The decision comes after additional testimony in their preliminary hearing on child endangerment and conspiracy charges.
Giles Schinelli, Robert D'Aversa and Anthony Criscitelli assigned or supervised Brother Stephen Baker when he served at Bishop McCort Catholic High School in Johnstown in the 1990s.
The defense had argued that it's too late to file charges and that their clients did their best to supervise Baker given what they knew.
More than 90 students have settled lawsuits for more than $8 million claiming Baker molested them, mostly while acting as a sports trainer. Baker fatally stabbed himself in the heart days after a diocese settled claims by former high school students in Warren, Ohio, that they had been abused in the late 1980s.
Earlier Wednesday, the school's former principal testified that the Franciscans never told him that Baker had been accused of child sexual abuse.
William Rushin, principal from 1989 to 1997, said he hired Baker as a religion teacher and said Baker eventually volunteered as an athletic trainer.

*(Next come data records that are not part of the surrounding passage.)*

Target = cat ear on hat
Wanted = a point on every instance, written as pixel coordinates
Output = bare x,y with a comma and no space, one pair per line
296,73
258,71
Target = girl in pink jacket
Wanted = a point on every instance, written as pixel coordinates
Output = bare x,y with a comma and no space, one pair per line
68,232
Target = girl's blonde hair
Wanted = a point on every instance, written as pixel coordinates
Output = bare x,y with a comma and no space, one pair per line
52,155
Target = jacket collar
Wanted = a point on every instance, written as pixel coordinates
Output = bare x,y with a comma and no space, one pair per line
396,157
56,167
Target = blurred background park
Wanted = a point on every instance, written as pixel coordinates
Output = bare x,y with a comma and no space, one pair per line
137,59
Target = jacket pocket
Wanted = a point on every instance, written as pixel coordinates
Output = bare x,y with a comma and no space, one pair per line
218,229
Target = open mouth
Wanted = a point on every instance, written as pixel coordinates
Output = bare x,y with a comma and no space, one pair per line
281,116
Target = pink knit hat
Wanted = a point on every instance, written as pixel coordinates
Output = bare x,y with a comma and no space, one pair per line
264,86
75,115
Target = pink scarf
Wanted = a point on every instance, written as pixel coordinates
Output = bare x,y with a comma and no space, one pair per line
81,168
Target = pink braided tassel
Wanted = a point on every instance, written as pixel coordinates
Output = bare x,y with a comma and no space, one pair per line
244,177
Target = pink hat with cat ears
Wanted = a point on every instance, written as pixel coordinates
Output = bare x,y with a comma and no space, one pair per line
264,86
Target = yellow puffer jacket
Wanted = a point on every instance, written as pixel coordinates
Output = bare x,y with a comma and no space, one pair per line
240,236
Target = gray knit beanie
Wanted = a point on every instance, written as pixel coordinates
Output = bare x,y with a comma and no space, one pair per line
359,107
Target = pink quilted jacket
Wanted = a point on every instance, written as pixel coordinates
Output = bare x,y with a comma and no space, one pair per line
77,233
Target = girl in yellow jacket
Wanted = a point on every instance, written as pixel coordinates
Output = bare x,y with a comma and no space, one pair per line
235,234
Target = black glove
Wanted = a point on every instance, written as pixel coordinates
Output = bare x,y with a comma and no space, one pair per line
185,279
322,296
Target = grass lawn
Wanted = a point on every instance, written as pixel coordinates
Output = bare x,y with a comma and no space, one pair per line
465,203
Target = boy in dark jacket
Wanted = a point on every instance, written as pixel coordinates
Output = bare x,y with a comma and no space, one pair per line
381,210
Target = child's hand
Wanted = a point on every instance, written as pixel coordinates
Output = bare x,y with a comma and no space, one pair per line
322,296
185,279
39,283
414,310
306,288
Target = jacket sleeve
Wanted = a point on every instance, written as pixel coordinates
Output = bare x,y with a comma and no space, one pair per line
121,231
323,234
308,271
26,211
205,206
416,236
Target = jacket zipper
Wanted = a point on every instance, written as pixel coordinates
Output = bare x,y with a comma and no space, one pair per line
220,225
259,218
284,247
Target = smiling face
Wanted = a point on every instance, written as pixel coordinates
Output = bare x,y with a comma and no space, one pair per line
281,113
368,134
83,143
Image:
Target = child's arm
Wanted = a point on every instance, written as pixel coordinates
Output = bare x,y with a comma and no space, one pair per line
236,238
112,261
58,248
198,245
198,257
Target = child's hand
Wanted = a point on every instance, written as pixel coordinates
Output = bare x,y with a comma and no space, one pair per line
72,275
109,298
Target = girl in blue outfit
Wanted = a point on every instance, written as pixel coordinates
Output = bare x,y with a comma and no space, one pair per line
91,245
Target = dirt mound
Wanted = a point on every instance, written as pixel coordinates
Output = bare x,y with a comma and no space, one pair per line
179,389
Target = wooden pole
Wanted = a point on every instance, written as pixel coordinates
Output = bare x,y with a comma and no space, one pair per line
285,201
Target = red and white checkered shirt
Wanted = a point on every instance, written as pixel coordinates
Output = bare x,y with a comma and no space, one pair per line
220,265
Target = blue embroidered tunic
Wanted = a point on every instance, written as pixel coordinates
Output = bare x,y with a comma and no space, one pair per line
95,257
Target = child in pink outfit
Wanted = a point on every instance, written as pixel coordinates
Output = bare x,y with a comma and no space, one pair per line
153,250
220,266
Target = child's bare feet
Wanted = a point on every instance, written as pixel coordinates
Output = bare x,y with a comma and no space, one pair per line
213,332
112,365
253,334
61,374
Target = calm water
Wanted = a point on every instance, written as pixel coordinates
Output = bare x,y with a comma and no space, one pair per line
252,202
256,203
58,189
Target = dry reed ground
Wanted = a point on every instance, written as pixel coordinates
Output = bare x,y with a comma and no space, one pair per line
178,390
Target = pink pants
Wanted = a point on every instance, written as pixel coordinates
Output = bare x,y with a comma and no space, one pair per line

When asked if he would have hired Baker had he known of the allegations, Rushin replied, "Obviously, it would have been inappropriate to have someone like that working with children."
When charged, Schinelli was a pastoral administrator in Winter Park, Florida; D'Aversa was a pastor in Mount Dora, Florida; and Criscitelli was a pastor in Minneapolis. They have since been removed from their duties.
The friars successively headed a Franciscan order in Pennsylvania from 1986 to 2010.